21. A method of treating schistosomiasis comprising administering to a mammal suffering from schistosomiosis a therapeutically effective amount of an oligonucleotide according to claim 3 and optionally co-administering an effective oligonucleotide uptake-increasing amount of prazinquantel.

22. A method of treating schistosomiasis comprising administering to a mammal suffering from schistosomiosis a therapeutically effective amount of an oligonucleotide according to claim 4 and optionally co-administering an effective oligonucleotide uptake-increasing amount of prazinquantel.

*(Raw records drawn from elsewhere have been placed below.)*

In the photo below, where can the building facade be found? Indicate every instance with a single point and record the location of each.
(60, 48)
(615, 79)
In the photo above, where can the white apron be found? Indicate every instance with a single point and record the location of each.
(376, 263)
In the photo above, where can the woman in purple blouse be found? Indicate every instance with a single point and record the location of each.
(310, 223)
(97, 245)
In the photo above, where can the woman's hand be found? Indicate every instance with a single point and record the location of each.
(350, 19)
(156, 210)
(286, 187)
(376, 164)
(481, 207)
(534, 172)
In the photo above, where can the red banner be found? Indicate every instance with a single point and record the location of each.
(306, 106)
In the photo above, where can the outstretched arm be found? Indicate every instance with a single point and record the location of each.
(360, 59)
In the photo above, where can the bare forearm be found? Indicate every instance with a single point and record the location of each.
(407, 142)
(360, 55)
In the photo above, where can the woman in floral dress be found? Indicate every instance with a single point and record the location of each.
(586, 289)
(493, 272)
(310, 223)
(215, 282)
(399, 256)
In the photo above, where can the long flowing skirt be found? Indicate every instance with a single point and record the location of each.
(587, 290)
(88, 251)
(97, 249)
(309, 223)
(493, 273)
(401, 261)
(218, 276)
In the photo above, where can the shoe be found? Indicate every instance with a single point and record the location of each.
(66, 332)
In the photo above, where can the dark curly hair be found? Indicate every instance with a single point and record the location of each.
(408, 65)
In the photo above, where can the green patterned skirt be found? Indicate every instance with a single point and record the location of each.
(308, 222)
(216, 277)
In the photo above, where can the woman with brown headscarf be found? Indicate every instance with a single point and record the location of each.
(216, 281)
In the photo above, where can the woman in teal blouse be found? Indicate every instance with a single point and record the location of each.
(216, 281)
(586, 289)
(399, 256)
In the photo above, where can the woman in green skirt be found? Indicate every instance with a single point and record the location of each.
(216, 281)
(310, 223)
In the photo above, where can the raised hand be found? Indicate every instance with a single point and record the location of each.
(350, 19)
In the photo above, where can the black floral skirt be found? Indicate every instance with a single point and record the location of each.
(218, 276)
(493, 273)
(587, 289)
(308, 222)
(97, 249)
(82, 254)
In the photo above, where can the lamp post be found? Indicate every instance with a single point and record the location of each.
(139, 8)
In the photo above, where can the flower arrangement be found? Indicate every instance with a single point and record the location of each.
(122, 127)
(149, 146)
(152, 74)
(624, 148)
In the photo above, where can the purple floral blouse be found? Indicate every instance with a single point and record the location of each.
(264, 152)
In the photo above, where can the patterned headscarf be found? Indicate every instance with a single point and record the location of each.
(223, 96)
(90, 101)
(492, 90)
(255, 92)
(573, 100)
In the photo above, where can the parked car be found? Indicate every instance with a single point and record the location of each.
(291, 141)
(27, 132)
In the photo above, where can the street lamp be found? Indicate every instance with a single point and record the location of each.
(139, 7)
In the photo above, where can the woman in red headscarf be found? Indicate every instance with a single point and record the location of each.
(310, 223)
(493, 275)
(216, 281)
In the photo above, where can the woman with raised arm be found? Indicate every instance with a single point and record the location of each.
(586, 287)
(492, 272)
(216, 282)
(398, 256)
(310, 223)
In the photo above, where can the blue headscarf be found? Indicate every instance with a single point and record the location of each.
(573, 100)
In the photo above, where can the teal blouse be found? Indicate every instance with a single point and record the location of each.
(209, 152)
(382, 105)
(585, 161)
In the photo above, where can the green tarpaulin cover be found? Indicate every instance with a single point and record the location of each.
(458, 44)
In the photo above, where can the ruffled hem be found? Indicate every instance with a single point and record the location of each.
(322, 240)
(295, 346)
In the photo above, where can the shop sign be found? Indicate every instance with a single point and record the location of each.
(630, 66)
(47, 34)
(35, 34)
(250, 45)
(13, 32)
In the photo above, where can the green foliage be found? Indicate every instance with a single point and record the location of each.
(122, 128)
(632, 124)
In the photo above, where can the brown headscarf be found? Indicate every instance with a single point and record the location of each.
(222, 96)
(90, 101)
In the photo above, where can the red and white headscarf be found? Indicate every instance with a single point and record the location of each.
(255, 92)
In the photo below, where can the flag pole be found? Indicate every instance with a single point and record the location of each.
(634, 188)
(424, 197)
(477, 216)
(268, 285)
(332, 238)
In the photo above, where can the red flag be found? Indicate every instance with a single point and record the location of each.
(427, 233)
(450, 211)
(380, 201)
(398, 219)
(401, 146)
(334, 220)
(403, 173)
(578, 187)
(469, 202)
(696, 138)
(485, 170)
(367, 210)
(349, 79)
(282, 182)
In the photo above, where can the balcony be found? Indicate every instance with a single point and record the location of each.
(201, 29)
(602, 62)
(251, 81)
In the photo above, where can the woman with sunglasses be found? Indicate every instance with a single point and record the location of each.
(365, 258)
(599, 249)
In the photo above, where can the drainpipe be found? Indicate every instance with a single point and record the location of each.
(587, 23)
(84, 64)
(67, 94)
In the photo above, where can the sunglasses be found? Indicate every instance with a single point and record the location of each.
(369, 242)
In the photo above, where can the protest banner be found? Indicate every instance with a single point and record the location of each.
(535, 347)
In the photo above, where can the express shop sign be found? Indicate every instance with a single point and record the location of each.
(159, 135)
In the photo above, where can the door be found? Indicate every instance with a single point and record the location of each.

23. A method of treating schistosomiasis comprising administering to a mammal suffering from schistosomiosis a therapeutically effective amount of an oligonucleotide according to claim 5 and optionally co-administering an effective oligonucleotide uptake-increasing amount of prazinquantel.

24. A method of treating schistosomiasis comprising administering to a mammal suffering from schistosomiosis a therapeutically effective amount of an oligonucleotide according to claim 6 and optionally co-administering an effective oligonucleotide uptake-increasing amount of prazinquantel.

25. A method of treating schistosomiasis comprising administering to a mammal suffering from schistosomiosis a therapeutically effective amount of an oligonucleotide according to claim 7 and optionally co-administering an effective oligonucleotide uptake-increasing amount of prazinquantel.

26. A method of treating schistosomiasis comprising administering to a mammal suffering from schistosomiosis a therapeutically effective amount of an oligonucleotide according to claim 8 and optionally co-administering an effective oligonucleotide uptake-increasing amount of prazinquantel.

27. A method of treating schistosomiasis comprising administering to a mammal suffering from schistosomiosis a therapeutically effective amount of an oligonucleotide according to claim 9 and optionally co-administering an effective oligonucleotide uptake-increasing amount of prazinquantel.